Hierarchical symmetry breaking in Moir\'e graphene domain-wall networks

Abstract

Moir\'e network formation in graphene bilayers breaks stacking symmetry, giving rise to domain walls that host topologically protected one-dimensional states. Here we show that these systems undergo an additional symmetry breaking at the level of the domain-wall network geometry, leading to the spontaneous emergence of chiral network configurations that are not determined by topology alone. Using atomistic structural relaxation and electronic-structure calculations, we show that TDW networks adopt chiral geometries through lattice relaxation. Via developing a comprehensive phase diagram defined by strain and interlayer flexibility, we discover three equilibrium network morphologies: straight, mono-chiral, and dual-chiral.
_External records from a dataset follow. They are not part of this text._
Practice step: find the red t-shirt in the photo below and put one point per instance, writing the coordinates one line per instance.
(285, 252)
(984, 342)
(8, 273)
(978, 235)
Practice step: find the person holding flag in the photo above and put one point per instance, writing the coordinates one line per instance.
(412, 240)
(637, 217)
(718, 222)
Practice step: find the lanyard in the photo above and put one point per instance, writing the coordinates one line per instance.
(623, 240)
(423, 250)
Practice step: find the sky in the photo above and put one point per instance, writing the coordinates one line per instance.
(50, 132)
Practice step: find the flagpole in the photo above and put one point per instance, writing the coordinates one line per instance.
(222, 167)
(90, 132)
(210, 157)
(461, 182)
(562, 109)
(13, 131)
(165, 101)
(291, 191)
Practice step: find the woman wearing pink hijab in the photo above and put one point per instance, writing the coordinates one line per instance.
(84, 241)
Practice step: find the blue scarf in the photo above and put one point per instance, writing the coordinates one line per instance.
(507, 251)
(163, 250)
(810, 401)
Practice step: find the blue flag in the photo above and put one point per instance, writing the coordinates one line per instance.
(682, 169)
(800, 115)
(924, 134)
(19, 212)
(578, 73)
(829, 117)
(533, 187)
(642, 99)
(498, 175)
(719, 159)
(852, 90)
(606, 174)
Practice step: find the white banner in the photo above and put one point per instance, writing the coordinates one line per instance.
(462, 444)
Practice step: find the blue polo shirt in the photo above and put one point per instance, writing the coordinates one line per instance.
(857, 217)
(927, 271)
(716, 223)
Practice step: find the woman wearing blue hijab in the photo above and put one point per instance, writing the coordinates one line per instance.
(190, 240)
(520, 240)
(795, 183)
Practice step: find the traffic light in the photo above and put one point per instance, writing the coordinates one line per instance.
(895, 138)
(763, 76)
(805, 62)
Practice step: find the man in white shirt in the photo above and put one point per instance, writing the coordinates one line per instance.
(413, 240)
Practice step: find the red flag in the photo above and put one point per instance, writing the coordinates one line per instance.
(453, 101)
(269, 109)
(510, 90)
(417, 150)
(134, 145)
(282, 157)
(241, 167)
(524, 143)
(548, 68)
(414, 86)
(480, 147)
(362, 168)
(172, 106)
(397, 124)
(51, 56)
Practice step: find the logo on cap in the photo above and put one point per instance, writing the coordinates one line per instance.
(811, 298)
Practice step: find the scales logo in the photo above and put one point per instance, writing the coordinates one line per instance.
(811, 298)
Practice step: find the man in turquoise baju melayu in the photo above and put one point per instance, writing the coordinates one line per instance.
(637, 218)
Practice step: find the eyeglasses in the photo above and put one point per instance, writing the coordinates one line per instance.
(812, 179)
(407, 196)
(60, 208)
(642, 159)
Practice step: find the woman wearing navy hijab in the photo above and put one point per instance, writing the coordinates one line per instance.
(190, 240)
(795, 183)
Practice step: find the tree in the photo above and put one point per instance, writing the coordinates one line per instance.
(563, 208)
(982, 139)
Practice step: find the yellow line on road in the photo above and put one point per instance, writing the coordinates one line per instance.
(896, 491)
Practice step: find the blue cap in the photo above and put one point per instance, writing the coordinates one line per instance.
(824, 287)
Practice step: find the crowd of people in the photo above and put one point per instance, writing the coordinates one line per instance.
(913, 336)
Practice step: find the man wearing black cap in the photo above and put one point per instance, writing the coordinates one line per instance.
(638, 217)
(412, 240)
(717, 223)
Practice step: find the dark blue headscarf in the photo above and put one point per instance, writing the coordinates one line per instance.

Chiral networks arise from the global minimization of TDW energy under moir\'e geometric constraints. Tight-binding calculations show that straight networks host junction-centred states, whereas chiral networks shift spectral weight toward asymmetric edge modes. While topologically protected states naturally emerge at AB/BA domain boundaries in moir\'e bilayers, we demonstrated that the localization of boundary states is network-symmetry dependent. Our results show that symmetry breaking at both the stacking and network levels provides a new way to understand and control low-energy electronic states in moir\'e bilayers.